I have this bird at my feeder in Southern New England. Why they are called "red-bellied" is beyond me because it sure is not a distinctive feature. They are fairly common up here. Wacka-wacka-wacka.
A common woodpecker over much of the South, the Red-bellied is scarcer farther north but has expanded its breeding range northward in recent decades. Like most woodpeckers, it is beneficial, consuming large numbers of wood-boring beetles as well as grasshoppers, ants, and other insect pests. It also feeds on acorns, beechnuts, and wild fruits. It is one of the woodpeckers that habitually stores food.
Breeds from South Dakota, Great Lakes, and southern New England south to the Gulf coast and Florida. Northernmost birds sometimes migrate south for winter. Inhabits open and swampy woodlands; comes into parks during migration and to feeders in winter.

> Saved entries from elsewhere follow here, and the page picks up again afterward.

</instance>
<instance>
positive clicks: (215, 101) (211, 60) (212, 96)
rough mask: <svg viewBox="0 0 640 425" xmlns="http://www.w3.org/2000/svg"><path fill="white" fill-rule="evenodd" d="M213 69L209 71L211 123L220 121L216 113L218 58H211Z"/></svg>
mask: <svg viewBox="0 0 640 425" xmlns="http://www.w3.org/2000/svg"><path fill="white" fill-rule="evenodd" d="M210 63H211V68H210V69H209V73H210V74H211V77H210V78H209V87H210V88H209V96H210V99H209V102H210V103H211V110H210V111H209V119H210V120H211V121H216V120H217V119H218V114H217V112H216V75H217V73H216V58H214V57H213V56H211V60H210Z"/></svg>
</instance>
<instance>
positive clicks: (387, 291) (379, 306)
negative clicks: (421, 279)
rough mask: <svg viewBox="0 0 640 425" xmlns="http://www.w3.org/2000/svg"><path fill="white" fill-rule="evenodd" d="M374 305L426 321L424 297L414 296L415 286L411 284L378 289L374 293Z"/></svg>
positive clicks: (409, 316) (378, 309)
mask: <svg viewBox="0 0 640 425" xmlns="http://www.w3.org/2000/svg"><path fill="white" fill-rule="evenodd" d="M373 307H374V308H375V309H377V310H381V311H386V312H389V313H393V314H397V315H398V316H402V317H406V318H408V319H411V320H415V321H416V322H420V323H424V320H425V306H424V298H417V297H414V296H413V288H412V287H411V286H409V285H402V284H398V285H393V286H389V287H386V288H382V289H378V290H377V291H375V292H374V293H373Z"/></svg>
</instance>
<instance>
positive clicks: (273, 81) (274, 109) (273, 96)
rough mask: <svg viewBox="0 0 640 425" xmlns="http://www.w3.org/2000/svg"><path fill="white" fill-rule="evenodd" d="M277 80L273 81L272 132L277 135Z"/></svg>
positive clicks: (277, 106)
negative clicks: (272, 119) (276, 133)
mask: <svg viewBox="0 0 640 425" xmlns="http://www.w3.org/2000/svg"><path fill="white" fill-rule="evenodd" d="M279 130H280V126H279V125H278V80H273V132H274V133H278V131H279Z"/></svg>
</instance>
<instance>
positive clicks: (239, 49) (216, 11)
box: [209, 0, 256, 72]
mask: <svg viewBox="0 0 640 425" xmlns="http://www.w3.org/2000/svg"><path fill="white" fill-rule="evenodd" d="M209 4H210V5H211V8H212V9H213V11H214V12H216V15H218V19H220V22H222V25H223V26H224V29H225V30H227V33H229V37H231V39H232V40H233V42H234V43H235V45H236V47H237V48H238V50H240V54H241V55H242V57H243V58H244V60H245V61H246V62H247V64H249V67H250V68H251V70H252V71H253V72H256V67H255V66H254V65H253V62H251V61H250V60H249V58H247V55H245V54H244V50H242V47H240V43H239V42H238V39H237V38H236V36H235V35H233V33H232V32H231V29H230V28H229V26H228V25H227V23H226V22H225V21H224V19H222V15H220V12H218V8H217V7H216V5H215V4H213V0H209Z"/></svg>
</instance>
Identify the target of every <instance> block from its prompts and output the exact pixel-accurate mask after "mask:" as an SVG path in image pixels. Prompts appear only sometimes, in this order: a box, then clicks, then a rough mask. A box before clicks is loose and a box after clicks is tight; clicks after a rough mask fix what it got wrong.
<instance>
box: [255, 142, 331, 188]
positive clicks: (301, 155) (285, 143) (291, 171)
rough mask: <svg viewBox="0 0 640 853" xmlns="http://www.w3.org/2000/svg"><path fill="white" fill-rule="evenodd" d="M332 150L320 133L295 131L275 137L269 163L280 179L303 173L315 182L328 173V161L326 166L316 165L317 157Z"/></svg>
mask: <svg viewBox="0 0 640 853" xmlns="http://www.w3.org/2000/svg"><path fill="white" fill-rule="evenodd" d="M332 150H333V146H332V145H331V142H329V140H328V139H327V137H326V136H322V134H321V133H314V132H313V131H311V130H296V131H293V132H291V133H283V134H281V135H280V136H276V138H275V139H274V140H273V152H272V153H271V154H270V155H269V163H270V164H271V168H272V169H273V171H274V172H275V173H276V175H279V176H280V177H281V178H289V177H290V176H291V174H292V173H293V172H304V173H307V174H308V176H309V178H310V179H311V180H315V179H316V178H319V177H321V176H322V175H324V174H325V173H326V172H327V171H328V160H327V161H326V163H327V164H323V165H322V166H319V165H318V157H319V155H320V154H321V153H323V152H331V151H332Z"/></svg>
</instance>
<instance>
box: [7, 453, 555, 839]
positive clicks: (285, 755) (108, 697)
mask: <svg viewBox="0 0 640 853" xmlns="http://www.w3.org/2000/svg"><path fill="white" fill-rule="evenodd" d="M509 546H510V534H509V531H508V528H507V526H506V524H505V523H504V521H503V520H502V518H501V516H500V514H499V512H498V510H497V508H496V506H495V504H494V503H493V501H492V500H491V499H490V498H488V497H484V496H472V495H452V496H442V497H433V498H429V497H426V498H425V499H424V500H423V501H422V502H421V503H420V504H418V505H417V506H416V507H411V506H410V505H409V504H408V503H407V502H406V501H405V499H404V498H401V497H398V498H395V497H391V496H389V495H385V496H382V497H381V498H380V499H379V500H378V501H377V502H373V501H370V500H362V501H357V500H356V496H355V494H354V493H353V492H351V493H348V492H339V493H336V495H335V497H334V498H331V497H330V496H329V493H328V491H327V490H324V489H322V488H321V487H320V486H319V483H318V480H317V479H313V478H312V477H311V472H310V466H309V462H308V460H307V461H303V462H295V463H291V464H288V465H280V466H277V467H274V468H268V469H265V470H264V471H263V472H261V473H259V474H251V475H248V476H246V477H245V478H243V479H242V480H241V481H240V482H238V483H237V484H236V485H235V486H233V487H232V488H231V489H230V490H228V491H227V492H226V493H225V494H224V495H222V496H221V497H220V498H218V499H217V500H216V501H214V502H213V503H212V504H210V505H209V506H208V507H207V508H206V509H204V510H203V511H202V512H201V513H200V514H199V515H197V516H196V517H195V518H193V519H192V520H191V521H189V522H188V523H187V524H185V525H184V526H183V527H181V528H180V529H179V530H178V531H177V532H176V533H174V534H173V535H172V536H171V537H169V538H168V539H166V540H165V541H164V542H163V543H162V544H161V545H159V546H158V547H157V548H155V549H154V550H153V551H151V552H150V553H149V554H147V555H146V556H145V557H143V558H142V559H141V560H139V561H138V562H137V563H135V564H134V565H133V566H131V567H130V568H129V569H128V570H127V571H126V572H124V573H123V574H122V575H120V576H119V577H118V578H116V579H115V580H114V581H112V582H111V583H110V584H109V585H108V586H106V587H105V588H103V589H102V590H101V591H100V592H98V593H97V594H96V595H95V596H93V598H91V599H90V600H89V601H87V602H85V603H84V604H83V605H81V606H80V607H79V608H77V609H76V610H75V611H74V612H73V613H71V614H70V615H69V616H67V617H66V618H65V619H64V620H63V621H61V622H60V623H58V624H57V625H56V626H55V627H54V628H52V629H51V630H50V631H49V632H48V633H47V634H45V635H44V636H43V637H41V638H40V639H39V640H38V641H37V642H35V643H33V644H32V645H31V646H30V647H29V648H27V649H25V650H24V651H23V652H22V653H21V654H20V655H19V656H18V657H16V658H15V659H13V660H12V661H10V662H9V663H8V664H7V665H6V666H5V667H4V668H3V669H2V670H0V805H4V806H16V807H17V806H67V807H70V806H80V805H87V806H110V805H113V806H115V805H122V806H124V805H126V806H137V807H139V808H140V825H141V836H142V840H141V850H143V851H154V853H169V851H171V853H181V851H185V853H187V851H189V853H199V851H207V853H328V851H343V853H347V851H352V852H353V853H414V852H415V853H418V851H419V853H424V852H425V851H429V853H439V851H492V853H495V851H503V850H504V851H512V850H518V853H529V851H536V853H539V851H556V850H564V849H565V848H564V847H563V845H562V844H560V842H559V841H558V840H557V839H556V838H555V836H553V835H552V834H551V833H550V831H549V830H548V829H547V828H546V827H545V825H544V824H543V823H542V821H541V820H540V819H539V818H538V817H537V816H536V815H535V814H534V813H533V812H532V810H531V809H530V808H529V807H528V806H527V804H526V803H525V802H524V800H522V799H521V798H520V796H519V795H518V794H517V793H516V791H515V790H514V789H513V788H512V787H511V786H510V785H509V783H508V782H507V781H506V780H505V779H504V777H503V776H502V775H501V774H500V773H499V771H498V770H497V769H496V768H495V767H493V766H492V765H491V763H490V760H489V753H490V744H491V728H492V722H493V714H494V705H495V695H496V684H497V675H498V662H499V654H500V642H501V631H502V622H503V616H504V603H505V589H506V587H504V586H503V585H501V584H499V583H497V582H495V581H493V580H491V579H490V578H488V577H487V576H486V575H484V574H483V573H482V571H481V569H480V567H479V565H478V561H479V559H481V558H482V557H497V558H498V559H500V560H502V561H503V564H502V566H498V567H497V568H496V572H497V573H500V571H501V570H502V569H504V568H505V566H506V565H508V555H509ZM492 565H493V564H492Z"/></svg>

The Red-bellied Woodpecker competes vigorously for nest holes with other woodpeckers, in one case even dragging a Red-cockaded Woodpecker from a nest cavity and killing it. But it is often evicted from nest holes by the European Starling. In some areas, half of all Red-bellied Woodpecker nesting cavities are taken over by starlings.
They are called red-bellied because the ornithologists assigning the names are working with museum specimens in hand. My favorite species name in that regard is sharp-shinned hawk. Sharp shins? Really?